Sunday, April 12, 2015
WAIT AND HOPE
I eyeball the top of the closet door — about 80 inches. Tall enough.
The sash of my robe is blue flannel cotton. Strong enough.
I know how to make a bowline. Or maybe a double figure-of-eight loop would be sturdier. Sturdy enough, at least.
The knot should be in back for a short drop suspension. And the noose must be just under the jawline so it constricts the arteries. Anything lower on the neck and the airway gets blocked and that's when there's a lot of thrashing about. The body doesn't like it when it can't get air. It fights to stay alive.
They say you should put a towel between the noose and the neck to make sure it doesn't cut into the skin, but that seems a bit frivolous. I mean, if the only worry is leaving behind an unmarked corpse, carbon monoxide would be the way to go.
Or pills. Pills don't leave a mark. The only problem with pills is ... well, there are a couple problems. The wrong dose can leave you permanently fucked-up but alive. Not cool. And besides, pills are supposed to be about fun and frolic. It would be a shame to waste a palmful of painkillers or sedatives on something so stupid as suicide.
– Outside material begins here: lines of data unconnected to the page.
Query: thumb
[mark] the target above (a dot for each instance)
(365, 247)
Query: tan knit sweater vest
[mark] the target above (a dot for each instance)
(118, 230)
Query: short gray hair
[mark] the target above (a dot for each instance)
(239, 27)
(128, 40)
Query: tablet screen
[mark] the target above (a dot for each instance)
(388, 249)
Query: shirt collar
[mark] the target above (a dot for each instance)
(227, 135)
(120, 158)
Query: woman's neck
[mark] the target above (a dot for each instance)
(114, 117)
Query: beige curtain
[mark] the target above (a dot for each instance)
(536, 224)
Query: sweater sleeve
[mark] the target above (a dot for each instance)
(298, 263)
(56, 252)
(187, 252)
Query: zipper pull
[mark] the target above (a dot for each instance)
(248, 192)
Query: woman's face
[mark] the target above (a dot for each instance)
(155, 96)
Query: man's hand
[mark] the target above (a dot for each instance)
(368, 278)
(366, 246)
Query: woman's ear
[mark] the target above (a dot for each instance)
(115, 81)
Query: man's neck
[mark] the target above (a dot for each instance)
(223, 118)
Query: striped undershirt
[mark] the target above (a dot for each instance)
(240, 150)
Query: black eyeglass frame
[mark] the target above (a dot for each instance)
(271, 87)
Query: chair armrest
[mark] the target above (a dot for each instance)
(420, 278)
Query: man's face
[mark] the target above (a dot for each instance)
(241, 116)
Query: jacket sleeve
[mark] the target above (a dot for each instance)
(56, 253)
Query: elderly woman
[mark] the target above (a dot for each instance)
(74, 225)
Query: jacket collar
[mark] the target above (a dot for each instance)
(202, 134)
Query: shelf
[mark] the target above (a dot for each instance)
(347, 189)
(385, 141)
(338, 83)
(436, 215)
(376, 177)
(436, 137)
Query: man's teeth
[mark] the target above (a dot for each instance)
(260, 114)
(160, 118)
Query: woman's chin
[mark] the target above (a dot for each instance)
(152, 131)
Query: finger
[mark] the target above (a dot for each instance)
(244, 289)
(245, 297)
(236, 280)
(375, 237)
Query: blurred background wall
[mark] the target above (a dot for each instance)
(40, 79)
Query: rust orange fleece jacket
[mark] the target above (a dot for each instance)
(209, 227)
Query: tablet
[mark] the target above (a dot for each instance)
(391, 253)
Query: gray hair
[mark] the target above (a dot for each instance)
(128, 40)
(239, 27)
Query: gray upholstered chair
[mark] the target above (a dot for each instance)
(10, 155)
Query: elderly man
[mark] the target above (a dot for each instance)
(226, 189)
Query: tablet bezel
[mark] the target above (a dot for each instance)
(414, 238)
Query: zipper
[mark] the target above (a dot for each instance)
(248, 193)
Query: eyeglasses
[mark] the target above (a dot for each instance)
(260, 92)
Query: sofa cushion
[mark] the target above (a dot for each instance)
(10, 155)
A stupid shame, yes ... but stupid ideas can make a lot of sense at 4 in the morning, when the rest of the world is dead and your soul feels the same way. At 4 a.m. there is no shame in holding the bathrobe sash and looking at the closet door and thinking yeah, this would work.
Because it all seems futile in the middle of the night — "it" being the push forward to another day, another challenge, another experience that usually ends in disappointment. The ocean of life is teeming with it.
And I am tired. So tired of the endless cycle of waking up, surviving, then collapsing. As the rest of the world sleeps there is an almost-irresistible urge to stop swimming against the current. To just be still. To rest. No one would notice. The ocean is huge and I am exhausted. I don't think I can swim another stroke.
Monty the cat pounces onto my chest. He is named after the Count of Monte Cristo, and as I put down the sash to pet him I hear the words of Edmond Dantès:
"Only a man who has felt ultimate despair is capable of feeling ultimate bliss. It is necessary to have wished for death in order to know how good it is to live ... the sum of all human wisdom will be contained in these two words: Wait and Hope.”
Monty stares at me with his kaleidoscope eyes. In them I see a thousand galaxies, all of them flecked with gold.